Let m be an arbitrary whole number, and d be a whole number value that we wish to deduct sequentially from m, until we find the first example of a result that is non-trivially polygonal as a plane figurate number.
If the test for polygonality examines and then dismisses certain possibilities of regular polygon, can this information be used to categorically exclude certain others without us having to test for them explicitly?
Given that certain values may be encountered that will not succeed as being non-trivially polygonal, would the exercise only be bounded by m(mod d) and a test of the residue?
Finally, how does this compare as an exercise with say, dividing by primes up to the square root of a whole number?
Edit
In response to the comments received, the question is meant to focus on identifying the non-centred varieties of regular convex polygon of order greater than 2. Whether an arbitrary number is capable of being polygonal in this sense can be determined by application of an elementary "yes/no" square conversion test. This involves a root-finding regime which may be considered expensive, but it is an elementary exercise. What we are asking about, is how repeated application of this routine can be aborted or potentially sped up if we are iterating through candidate possibilities to achieve a first "hit". Moreover, does it become computationally infeasible to pursue repeated deductions from m when d and m are at some particular "distance" from each other to start with?
Edit 10/10/21
The motivation behind asking the main question "How practical is it to test whether a particular number is polygonal?", is that it appears to be an open problem as to how to do this efficiently. We can employ individual tests against any particular arbitrary number to discover if it is n-gonal in a non-trivial way. This is time consuming. If we were able to identify more readily, the potential polygonality characteristics "locked up" as it were, in a certain number, it would essentially provide an instantaneous route to being able to factor a value for which our m above, stands as an index point. It would be helpful to be able to employ a device such as one that says "if this number is not polygonal in this way, it will not (or most probably will not) be polygonal in such and such another way".
It is striking that questions concerning polygonal numbers in general, are somewhat "rare", both here on MSE and Math Overflow. Indeed, there are contributions from well regarded individuals that seem to support the view that beyond triangular, square and pentagonal numbers there is no reason to expect that other plane figurate numbers have much utility beyond being visual peculiarities. It might be a surprise to discover therefore that our inability to wrestle with them expeditiously detracts from an otherwise valuable route in dispelling the notion that factoring is necessarily a hard problem.

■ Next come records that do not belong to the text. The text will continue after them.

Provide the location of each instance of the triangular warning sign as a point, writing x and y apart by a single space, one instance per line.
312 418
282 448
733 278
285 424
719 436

Any help, comments or advice received in relation to this question will serve a useful purpose, even if the state of current knowledge and opinion is that it continues to be impractical to identify the polygonality traits of a certain number without exercising undue labour.
Edit 11/10/21
When evaluating the processes involved that determine the degree to which it is practical to repeatedly test a value for polygonality, it might be instructive to consider an illustration of what is alluded to in the notion of "distance" above. A nice example would be:
m = 340549
d = 367
Eventually, repeated subtraction would reveal the value 280728.
This is a 328-gonal number.
It will allow us to factor the semi-prime 115 973 281 219 without using division, which is to say that the factors
2089 and 55516171
are instantly available by elementary algebra.
Let us attempt to find a polygonal representation for $14$ using the formulas in Wikipedia.
The formulas may be summarized by the expression
$2N =2r+kr(r-1)$
where $k+2$ is the number of sides in the polygon and $r$ is the order of the polygonal representation. Order $2$ means the polygon has as many sides as the value of the number, which is the trivial representation.
For $14$ this gives
$2r+kr(r-1)=28$
$kr^2+(2-k)r-28=0$
Setting $k$ to a positive integer we require this equation to have rational roots for $r$, and so the discriminant
$(2-k)^2+112k=k^2+108k+4$
is to be a perfect square.
Complete te square in the quadratic expression $k^2+108k+4$ to get
$(k+54)^2-2912=m^2$
and so $2912$ must be rendered as a difference between two squares. We apply various factorization of $2912=2^5×7×13$ to get candidate differences. We go in order from factors that are close together to those that are farther apart.
$56×52 \implies 54^2-2^2, k+2=54-4+2=2$, no good.
$91×32 \implies$ no solution, factors must have the same parity to get a difference of integer squares
$104×28 \implies 66^2-38^2, k+2=66-54+2=14$, number of sides matches the given number, so the positive root for $r$ is $2$ and this is the trivial solution.
Factors farther apart than those giving the trivial solution would give polygons with more sides than the value of the number, a contradiction; therefore $14$ has only the trivial representation.
For a general value of $N$ the required value for the difference of squares would br $16N(N-1)$. A nontrivial solution then requires that this product have an even factor strictly between $2N$ and $4(N-1)$ with the complementary factor also even. Here for $N=14$ there were no such factors of $2912$ between $28$ and $52$.